Submission to an HPC / Check pointing / Error handling#

  • Use the jobflow command run_locally to run jobs in serial with a simple job script

  • Use fireworks and jobflow-remote to simplify and parallelize the submission of jobs, and allows for checkpointing

  • Use custodian error handling (not directly handled by jobflow), e.g. like in atomate2

Data Storage / Data Sharing#

Key data can be saved in a dedicated MongoDB-like database. This data can be validated with the help of pydantic. The latter also allows a direct connection to Fast-API. The Materials Project data generation relies on similar features. Direct calculation outputs will be saved on the compute machine. There are no dedicated mechanisms to save whole projects, but the database can be used to achieve this.

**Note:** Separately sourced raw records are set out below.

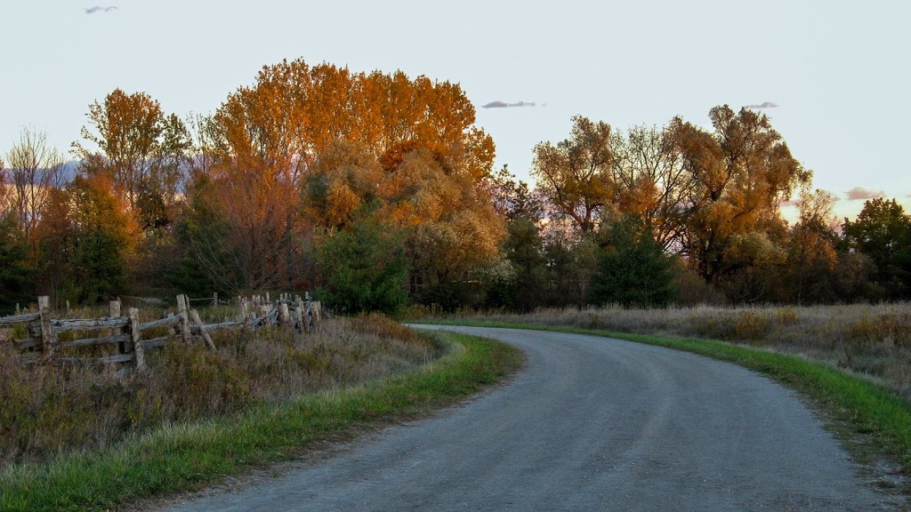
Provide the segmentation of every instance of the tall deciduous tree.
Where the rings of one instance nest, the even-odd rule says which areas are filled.
[[[6,153],[9,203],[31,249],[37,251],[35,228],[41,220],[52,189],[64,183],[64,156],[47,144],[44,132],[25,128],[19,141]]]
[[[560,215],[572,219],[579,230],[592,232],[614,192],[610,127],[582,116],[572,120],[569,138],[535,146],[531,174]]]
[[[889,298],[911,296],[911,216],[896,200],[867,200],[856,220],[844,220],[842,232],[848,249],[876,265],[874,280]]]
[[[97,302],[127,291],[139,228],[104,175],[55,190],[39,225],[41,282],[54,299]]]
[[[838,266],[838,233],[832,213],[834,200],[825,190],[801,190],[797,222],[790,230],[786,246],[786,301],[812,303],[838,299],[834,288]]]
[[[85,141],[73,143],[87,174],[105,174],[124,197],[142,227],[154,230],[169,224],[190,148],[189,134],[179,118],[165,115],[146,93],[115,89],[103,103],[89,105]]]
[[[610,146],[617,209],[640,219],[664,249],[679,250],[695,180],[674,150],[670,129],[633,127],[614,132]]]
[[[2,168],[2,166],[0,166]],[[11,314],[16,303],[34,300],[34,269],[17,220],[0,210],[0,315]]]
[[[744,260],[730,261],[735,241],[756,240],[750,233],[781,223],[778,203],[810,173],[791,156],[767,116],[727,106],[709,114],[713,131],[680,118],[670,134],[683,168],[694,180],[684,215],[682,252],[707,282],[736,271]]]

Publication of the workflow#

The jobflow infrastructure does not provide a dedicated platform for publishing a workflow currently. However, workflows related to computational materials science have been collected in the package atomate2. In addition, users can build their own package by relying on jobflow and share it as a new Python-based program. There are also additional materials science packages like NanoParticleTools or QuAcc that rely on jobflow.